Ask HN: Great books about the moon? - kaycebasques
I&#x27;ve been captivated by our grey friend in the sky lately. Looking for anything you got related to the moon: historical accounts of the moon missions, science books, heck, even sci-fi that revolves heavily around the moon (e.g. The Moon is a Harsh Mistress).
======
japhyr
I am currently reading Moondust: In Search of the Men Who Fell to Earth, by
Andrew Smith. Around 2002, he decided to track down all the people who walked
on the moon and are still living, and ask the basic question, "What do you do
after you've walked on the moon?"

It's a fascinating mix of personal stories, science, and a sense of what it
was like for people from all parts of society to experience the moon frenzy of
the late 60s/ early 70s.

[https://www.amazon.com/Moondust-Search-Men-Fell-
Earth/dp/000...](https://www.amazon.com/Moondust-Search-Men-Fell-
Earth/dp/0007155425)

------
mast
Two suggestions:

Arthur C. Clarke's "A Fall of Moondust".
[https://www.goodreads.com/book/show/149059.A_Fall_of_Moondus...](https://www.goodreads.com/book/show/149059.A_Fall_of_Moondust)

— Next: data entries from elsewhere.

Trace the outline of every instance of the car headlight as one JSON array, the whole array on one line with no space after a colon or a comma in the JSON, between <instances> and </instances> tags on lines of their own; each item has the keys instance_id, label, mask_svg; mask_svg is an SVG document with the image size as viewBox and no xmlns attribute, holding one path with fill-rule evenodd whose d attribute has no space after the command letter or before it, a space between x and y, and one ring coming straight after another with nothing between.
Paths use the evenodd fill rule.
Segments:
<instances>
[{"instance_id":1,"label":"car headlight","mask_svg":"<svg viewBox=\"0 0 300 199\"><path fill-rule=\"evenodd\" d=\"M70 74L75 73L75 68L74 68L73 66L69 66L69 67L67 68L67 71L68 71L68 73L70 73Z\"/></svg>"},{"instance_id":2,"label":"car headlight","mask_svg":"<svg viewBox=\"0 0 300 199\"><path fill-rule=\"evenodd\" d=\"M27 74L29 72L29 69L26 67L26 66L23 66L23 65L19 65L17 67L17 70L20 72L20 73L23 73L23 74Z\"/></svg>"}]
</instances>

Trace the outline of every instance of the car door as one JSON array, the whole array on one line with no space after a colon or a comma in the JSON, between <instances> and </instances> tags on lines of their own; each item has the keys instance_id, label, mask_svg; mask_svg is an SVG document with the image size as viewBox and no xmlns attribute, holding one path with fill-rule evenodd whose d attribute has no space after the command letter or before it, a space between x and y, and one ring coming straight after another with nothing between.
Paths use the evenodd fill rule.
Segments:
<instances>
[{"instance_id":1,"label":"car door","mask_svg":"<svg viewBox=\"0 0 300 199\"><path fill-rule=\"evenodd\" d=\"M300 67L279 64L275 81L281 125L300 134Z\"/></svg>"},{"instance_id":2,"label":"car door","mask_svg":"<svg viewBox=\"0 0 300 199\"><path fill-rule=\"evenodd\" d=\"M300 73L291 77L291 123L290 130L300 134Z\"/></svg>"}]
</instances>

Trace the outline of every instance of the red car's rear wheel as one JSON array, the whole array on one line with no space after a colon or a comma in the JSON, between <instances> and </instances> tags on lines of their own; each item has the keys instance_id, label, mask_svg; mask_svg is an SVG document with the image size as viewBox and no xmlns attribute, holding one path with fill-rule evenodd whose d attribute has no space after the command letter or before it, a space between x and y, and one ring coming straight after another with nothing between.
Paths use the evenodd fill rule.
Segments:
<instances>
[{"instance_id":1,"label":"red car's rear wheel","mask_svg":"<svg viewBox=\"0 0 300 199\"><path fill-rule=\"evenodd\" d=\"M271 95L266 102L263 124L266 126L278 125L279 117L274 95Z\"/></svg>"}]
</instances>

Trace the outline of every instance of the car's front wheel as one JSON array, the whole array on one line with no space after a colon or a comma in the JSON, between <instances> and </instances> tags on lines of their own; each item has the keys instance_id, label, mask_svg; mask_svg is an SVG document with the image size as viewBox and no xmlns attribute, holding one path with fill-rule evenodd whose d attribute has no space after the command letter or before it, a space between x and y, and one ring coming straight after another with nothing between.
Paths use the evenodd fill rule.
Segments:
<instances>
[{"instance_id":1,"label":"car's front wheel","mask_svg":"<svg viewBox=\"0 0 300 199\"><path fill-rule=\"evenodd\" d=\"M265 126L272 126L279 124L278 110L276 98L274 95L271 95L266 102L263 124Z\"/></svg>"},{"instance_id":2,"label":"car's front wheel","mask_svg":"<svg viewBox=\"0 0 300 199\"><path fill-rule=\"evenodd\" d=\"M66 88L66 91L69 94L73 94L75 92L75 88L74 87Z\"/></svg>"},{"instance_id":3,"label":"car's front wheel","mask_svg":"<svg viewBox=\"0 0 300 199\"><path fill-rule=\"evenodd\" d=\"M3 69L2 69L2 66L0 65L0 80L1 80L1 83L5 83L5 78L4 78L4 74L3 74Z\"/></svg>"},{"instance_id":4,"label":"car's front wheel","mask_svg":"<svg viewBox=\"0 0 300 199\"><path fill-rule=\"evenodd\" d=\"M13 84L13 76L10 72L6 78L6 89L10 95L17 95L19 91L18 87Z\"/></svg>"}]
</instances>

\- This might be a bit dated now, but I remember enjoying it years ago.

Buzz Aldrin's "Men From Earth"
[https://www.goodreads.com/book/show/1369808.Men_from_Earth](https://www.goodreads.com/book/show/1369808.Men_from_Earth)

------
ColinWright
No a book, but here's a thing I wrote, and on which I base a talk and a
workshop:

[https://www.solipsys.co.uk/cgi-
bin/sews.py?HowHighTheMoon](https://www.solipsys.co.uk/cgi-
bin/sews.py?HowHighTheMoon)

It's not all that deep, but I think it's kinda cool.